At school, each student in my Spanish IV class presents a Christmas tradition or a celebration that takes place during the Christmas season from a different Spanish-speaking country. You can get the free instructions for the presentation with a rubric here. I use Tió Nadal as my example for the class. I make the Tió Nadal ahead of time and have it set up in the classroom before the students arrive. I hide turrón under the blanket. After the students come in, I explain the tradition and play the song for Tió Nadal while wacking the log with the yard stick. At the end of the song, I whisk away the blanket and reveal the turrón. Then we eat it! I am lucky to live close to a TJ Maxx that always sells turrón from Spain during this time of year. I always buy it there for this activity. If you can't find turrón, you can always make it, or just use Hershey kisses, which is what our Tió Nadal leaves for my children at our house.

To make your own Tió Nadal, you will need:
*a cleanly cut log or branch for miniature logs
*2 smaller branches for the legs, also cleanly cut
*red felt for the hat and the blanket
*black felt or black construction paper for the trim of the hat
*paint or googly eyes
*paint or markers for the mouth
*a wooden peg for the nose or a skewer for miniature logs
*hot glue gun

This weekend I asked my husband to bring me a log so that I could make the Tió Nadal. He has brought me a nice log from our yard for the past 4 years. This year, however, each log he brought me was in various states of falling apart.

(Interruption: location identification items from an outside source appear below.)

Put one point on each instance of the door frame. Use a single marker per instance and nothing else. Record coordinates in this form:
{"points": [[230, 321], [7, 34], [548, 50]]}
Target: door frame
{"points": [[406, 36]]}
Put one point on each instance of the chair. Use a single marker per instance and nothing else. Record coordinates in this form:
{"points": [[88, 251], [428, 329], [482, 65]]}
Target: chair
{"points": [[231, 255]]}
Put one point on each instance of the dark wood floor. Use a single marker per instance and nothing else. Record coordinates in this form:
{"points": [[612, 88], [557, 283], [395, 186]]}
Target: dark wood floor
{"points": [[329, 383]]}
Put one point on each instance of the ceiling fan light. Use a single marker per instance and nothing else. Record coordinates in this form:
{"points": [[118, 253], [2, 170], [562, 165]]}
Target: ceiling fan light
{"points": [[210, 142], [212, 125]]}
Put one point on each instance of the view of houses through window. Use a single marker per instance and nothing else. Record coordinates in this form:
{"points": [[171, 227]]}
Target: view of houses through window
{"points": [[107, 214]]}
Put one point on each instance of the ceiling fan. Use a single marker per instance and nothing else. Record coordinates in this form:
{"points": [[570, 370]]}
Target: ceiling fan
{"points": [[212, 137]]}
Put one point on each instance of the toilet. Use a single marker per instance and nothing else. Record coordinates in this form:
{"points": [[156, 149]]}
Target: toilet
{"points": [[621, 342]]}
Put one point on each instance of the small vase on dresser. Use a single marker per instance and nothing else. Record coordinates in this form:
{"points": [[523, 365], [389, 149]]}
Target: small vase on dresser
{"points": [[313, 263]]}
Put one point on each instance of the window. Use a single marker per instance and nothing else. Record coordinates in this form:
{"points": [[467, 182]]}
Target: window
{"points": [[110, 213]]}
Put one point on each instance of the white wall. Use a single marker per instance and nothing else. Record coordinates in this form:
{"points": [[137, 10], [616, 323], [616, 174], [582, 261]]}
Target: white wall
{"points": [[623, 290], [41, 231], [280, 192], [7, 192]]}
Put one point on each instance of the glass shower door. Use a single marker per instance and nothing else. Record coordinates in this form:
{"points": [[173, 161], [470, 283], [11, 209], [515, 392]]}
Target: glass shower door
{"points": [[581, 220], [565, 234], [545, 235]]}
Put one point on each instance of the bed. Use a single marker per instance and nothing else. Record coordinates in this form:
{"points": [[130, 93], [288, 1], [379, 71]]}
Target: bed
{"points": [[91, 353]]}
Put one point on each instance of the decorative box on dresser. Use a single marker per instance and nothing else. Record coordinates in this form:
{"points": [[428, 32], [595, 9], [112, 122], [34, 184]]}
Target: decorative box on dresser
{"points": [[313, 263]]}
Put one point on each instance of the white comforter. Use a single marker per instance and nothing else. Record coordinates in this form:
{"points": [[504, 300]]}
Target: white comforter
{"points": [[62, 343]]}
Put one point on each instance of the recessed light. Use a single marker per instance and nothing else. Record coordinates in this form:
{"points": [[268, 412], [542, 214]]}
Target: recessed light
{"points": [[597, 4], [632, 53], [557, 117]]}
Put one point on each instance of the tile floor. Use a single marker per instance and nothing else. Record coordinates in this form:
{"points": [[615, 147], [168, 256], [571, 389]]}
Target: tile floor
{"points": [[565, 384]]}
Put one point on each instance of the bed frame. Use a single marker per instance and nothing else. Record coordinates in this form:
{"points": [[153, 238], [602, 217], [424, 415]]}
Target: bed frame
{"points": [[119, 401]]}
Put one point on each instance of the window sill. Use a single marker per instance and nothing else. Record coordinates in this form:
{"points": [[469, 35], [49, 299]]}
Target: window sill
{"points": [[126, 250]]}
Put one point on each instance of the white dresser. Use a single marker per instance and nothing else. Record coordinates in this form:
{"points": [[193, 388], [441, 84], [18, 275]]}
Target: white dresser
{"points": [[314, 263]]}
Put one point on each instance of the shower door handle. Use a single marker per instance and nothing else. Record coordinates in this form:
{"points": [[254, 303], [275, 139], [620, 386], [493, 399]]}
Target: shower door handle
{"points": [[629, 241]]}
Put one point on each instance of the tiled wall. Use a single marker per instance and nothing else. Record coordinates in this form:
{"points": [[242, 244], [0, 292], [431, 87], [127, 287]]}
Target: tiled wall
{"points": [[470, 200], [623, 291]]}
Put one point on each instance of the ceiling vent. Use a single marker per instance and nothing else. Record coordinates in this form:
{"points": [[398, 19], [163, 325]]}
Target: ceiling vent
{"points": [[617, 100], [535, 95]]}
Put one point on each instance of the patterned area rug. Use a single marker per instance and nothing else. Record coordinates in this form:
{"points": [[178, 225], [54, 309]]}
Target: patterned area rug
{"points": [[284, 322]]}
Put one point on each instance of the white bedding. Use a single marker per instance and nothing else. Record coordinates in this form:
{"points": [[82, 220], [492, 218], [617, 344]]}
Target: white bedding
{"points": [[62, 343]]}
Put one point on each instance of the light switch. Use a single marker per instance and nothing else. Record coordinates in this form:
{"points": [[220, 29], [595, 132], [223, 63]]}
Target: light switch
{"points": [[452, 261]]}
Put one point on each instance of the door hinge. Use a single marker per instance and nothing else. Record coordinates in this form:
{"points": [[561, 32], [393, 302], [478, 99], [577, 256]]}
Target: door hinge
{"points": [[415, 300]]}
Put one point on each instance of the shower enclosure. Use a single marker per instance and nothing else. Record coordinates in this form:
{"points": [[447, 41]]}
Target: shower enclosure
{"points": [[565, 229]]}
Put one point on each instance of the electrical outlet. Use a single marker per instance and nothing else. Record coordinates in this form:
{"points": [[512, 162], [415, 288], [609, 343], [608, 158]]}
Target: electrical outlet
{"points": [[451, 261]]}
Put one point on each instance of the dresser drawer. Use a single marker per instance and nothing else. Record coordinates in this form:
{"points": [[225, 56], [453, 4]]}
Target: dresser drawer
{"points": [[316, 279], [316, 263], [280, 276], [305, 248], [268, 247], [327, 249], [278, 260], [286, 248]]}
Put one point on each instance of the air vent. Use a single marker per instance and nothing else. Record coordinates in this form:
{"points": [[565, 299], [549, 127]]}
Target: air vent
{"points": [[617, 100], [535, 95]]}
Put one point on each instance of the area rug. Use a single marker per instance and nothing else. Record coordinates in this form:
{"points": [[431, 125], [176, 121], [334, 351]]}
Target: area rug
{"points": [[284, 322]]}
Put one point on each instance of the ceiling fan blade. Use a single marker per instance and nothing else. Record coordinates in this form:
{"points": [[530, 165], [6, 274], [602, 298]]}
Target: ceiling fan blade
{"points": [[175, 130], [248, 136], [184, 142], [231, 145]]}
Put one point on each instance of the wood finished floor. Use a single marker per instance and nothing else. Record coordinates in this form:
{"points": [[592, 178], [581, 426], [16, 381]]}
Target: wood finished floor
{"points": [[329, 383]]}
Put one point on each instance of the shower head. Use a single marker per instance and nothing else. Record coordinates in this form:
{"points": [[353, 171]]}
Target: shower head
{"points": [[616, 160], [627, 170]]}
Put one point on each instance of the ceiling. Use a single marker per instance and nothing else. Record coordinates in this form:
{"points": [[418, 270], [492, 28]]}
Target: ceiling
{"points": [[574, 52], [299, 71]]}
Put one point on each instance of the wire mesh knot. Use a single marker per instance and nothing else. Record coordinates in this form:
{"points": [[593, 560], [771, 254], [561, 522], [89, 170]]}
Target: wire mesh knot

When I headed to the holly tree with a bow saw, my husband assured me he would take care of it and bring me what I needed. I guess he didn't want me to cut the branch of the holly tree, nor did he want to break out the chainsaw, because an hour later he returned with a real birch log that he had bought at Michaels! I didn't even know they sold logs there! There was also a 5 foot long birch branch, also real, that we cut and used for the legs and the bodies of the miniature logs.

I used the glue gun to glue the eyes. The nose is a small piece cut from a bamboo stick that we use as a stake for our peonies in the spring. I used a red marker to color the end of the nose after I glued it. I drew the eyebrows and the mouth with a sharpie marker. Then my husband cut the branch on an angle, and I used the glue gun to attach the legs. I had to glue them a few times because the bark on birch wood flakes off easily. In the past I have used oak logs and the bark doesn't flake off. (On the miniature logs, I used 3 inch pieces of bamboo for the legs.) To make the barretina, I took a square piece of red felt and folded it until it looked like this.

I hot glued it in place and also glued on the black strip of contruction paper. I used construction paper because I didn't have any black felt. The black felt is a better choice because eventually the paper will fade. Then I set the hat on Tió Nadal and covered him with his blanket. He is super cute and looks like all of the other photos I have seen of Tió Nadal in Spain! Last year my Spanish III class saw Tió Nadal and decided that they had to make them too. They brought in their own logs and we made them in class. Many saved them and have told me they are setting them out again this year under their Christmas tree. Who wouldn't want one of these!